Camera Cultivation: Urban Security in the Austerity Age

In the aftermath of the Boston Marathon bombings, Eric Jaffe explores how cash-strapped cities will handle terrorism. "The short answer is public surveillance cameras. The long answer is smarter public surveillance cameras."

2 minute read

May 8, 2013, 9:00 AM PDT

By Jonathan Nettler @nettsj


Jaffe reports from the New York Ideas festival, where NYPD Commissioner Ray Kelly explained how New York City has managed to maintain vigilent in combating terrorism despite having 6,000 less officers than it did a decade ago. "[A]n intricate system of cameras and license-plate readers," which covers Lower Manhattan and is being expanded to midtown and other "vulnerable" parts of the city, has been integral to their efforts.

"Part of what makes this strategy so efficient, despite a reduction in the size of the police force, is that cameras are handling more of the workload on their own," says Jaffe. "Analytics enable the cameras to see something and say something, if you will: they can determine if a package has been left in a particular spot for a long period of time, for instance, and track back through files to find a person wearing a certain color shirt."

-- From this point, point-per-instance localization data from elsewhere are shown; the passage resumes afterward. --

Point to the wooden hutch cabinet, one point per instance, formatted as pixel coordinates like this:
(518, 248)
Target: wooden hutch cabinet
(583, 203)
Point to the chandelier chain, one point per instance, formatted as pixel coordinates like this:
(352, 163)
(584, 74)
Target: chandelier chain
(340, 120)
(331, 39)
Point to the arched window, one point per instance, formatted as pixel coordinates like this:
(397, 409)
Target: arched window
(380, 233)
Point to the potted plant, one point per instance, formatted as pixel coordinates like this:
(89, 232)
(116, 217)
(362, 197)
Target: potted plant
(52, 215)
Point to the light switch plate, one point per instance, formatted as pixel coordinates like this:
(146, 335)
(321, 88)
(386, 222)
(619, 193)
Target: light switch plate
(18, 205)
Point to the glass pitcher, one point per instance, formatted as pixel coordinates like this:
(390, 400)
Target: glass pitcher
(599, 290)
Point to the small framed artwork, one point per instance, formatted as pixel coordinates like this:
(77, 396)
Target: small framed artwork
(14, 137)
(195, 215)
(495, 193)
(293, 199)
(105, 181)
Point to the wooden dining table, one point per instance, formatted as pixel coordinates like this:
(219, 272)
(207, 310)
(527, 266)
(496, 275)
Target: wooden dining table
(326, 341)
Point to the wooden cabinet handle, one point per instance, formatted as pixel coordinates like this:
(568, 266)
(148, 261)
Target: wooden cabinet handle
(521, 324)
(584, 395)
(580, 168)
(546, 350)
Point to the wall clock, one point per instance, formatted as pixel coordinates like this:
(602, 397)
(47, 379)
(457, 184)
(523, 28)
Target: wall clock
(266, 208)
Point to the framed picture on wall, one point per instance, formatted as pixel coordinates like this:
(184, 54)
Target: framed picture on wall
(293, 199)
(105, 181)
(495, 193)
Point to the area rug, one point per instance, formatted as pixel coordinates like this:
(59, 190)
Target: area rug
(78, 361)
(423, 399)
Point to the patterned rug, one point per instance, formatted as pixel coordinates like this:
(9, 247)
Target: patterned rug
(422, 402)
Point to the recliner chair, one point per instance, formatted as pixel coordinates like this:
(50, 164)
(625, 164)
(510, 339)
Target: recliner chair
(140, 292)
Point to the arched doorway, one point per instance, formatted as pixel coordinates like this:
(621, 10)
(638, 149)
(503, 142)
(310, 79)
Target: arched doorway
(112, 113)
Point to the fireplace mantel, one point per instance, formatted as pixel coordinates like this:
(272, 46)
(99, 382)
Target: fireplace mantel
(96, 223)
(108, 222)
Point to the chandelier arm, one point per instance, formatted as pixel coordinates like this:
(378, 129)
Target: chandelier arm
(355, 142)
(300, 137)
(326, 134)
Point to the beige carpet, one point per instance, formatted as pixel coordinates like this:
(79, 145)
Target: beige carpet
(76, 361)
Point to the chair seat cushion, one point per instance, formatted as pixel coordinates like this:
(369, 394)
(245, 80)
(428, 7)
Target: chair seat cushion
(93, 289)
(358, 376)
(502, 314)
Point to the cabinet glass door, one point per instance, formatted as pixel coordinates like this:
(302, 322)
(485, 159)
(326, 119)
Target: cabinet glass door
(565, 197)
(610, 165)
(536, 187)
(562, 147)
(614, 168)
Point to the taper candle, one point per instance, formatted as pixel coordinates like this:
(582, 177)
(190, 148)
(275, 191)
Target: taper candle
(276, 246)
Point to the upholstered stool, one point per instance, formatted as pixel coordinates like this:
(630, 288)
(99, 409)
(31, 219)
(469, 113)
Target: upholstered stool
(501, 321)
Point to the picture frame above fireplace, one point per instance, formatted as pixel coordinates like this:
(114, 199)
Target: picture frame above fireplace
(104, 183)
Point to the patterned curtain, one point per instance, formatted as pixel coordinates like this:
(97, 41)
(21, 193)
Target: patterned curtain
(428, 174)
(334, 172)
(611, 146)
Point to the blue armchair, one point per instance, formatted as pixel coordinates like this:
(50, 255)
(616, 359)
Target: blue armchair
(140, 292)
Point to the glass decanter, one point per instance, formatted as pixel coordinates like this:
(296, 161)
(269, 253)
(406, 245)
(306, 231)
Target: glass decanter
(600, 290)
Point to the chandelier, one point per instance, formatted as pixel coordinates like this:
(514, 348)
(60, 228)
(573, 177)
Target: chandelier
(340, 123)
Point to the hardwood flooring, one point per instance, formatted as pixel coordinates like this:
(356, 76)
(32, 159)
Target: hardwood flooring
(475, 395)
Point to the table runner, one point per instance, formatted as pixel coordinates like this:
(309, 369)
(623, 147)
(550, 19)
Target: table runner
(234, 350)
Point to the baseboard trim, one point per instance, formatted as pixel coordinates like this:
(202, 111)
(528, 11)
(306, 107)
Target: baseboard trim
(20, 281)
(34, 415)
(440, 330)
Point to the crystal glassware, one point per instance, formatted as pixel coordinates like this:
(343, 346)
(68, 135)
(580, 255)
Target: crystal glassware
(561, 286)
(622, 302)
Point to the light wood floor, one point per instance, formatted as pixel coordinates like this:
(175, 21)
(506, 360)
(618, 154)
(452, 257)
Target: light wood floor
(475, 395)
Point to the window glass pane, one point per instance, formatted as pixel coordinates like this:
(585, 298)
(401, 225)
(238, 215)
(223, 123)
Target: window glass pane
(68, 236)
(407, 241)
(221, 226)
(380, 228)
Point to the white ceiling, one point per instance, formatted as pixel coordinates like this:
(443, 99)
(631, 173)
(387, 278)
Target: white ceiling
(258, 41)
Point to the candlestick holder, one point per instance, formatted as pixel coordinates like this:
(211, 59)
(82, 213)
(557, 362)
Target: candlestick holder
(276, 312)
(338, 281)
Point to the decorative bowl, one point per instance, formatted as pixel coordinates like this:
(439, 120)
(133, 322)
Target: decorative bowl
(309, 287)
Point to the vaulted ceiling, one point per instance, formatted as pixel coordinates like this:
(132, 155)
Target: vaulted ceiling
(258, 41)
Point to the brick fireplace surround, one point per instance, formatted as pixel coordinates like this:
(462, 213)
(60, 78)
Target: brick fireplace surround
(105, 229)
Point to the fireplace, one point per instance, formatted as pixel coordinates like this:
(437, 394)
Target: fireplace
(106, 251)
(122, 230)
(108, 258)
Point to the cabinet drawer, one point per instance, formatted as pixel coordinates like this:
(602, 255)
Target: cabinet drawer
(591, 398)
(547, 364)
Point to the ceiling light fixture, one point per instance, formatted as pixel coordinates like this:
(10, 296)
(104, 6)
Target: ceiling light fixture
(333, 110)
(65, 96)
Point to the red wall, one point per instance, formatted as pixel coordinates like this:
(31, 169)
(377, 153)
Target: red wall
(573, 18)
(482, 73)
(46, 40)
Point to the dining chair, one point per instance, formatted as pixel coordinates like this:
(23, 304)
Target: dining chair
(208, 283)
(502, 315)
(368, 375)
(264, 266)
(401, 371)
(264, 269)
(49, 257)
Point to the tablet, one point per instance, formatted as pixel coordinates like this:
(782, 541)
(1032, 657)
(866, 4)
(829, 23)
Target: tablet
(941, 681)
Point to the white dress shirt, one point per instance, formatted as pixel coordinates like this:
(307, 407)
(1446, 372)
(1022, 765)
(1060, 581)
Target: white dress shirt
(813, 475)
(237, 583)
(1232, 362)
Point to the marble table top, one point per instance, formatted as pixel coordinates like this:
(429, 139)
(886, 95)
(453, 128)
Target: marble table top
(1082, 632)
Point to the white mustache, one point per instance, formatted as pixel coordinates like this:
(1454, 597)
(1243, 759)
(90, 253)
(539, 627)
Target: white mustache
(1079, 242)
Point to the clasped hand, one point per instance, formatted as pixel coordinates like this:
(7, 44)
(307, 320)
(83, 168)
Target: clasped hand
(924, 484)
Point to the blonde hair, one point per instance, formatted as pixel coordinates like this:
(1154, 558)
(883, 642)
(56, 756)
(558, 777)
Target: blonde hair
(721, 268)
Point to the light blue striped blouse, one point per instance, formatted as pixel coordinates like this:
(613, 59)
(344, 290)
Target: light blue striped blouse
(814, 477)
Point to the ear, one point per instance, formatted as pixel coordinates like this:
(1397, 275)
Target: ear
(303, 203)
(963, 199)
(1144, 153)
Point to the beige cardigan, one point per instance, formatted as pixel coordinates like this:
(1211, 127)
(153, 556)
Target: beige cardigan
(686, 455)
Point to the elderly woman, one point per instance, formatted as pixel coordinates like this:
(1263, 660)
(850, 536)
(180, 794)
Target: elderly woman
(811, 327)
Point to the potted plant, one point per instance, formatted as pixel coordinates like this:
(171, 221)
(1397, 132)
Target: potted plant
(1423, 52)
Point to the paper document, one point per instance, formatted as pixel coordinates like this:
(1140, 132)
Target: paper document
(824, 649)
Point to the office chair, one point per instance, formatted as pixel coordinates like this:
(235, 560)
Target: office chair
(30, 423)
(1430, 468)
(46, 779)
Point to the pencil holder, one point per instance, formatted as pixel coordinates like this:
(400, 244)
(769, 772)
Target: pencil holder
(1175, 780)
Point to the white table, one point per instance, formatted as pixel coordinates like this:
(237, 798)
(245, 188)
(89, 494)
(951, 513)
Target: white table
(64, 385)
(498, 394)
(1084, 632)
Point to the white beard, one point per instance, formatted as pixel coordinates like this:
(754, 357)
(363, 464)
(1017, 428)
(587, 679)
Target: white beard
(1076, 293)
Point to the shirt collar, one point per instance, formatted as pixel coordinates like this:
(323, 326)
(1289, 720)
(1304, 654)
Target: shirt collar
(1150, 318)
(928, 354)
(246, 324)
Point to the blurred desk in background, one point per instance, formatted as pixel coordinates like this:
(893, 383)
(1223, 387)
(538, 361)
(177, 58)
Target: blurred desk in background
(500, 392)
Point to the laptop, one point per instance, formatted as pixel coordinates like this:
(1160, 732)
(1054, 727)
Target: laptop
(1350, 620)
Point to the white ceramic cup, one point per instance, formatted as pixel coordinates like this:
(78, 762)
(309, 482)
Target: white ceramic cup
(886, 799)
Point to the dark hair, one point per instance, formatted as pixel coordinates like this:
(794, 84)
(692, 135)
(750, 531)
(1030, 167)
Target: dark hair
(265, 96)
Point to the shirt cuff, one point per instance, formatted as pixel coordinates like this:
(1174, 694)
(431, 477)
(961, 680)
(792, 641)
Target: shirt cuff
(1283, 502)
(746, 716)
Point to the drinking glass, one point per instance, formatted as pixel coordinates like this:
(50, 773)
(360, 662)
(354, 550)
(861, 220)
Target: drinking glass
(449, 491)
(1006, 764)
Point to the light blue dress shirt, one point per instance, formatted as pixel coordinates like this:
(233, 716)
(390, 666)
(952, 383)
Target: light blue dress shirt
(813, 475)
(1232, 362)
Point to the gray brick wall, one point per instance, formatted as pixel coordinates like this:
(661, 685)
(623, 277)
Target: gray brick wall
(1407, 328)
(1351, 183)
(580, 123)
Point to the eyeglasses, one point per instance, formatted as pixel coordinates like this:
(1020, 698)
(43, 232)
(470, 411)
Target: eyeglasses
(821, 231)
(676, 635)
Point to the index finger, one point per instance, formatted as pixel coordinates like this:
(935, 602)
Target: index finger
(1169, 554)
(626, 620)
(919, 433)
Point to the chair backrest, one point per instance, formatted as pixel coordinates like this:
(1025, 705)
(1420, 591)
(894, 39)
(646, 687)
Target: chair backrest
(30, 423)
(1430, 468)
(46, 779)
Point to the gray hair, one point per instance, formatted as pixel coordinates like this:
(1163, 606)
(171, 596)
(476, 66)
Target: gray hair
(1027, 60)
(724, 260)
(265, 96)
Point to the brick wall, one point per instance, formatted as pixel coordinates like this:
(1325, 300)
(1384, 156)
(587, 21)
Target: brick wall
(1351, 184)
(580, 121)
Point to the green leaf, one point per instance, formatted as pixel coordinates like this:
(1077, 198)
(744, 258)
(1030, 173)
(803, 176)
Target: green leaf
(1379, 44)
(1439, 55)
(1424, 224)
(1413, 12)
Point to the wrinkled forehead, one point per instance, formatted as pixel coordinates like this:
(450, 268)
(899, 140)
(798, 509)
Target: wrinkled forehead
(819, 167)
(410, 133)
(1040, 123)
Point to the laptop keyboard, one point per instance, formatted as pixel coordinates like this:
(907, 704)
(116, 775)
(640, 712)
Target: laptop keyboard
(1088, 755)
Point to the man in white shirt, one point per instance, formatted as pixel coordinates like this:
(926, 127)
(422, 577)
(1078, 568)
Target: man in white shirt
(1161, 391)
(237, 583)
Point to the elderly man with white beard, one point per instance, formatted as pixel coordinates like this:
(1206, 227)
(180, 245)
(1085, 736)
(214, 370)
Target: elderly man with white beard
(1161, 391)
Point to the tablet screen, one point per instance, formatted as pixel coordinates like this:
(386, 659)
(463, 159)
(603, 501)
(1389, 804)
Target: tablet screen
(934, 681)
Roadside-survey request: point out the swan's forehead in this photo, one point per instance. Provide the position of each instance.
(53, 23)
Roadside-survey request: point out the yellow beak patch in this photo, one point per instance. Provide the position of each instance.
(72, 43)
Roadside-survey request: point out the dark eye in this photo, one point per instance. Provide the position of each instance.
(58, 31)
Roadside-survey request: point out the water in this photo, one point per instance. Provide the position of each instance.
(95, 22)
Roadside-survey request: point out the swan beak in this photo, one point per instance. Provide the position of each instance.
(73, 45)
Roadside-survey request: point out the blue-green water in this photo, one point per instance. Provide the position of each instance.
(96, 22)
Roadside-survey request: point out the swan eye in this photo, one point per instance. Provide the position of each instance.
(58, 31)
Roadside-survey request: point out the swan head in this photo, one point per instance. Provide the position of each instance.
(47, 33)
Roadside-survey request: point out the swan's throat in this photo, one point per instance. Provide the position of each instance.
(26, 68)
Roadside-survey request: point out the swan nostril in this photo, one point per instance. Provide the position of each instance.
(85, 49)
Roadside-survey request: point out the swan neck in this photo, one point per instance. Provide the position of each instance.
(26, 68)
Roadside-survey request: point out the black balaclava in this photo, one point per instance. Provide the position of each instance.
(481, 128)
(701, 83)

However, as Sean Gallagher explains in Ars Technica, technology (and facial recognition software specifically) clearly failed in the search for the Boston bombing suspects. "Under the best circumstances, facial recognition can be extremely accurate, returning the right person as a potential match more than 99 percent of the time with ideal conditions," he says. "But to get that level of accuracy almost always requires some skilled guidance from humans, plus some up-front work to get a good image." Let's just hope those skilled humans aren't being furloughed when they're needed.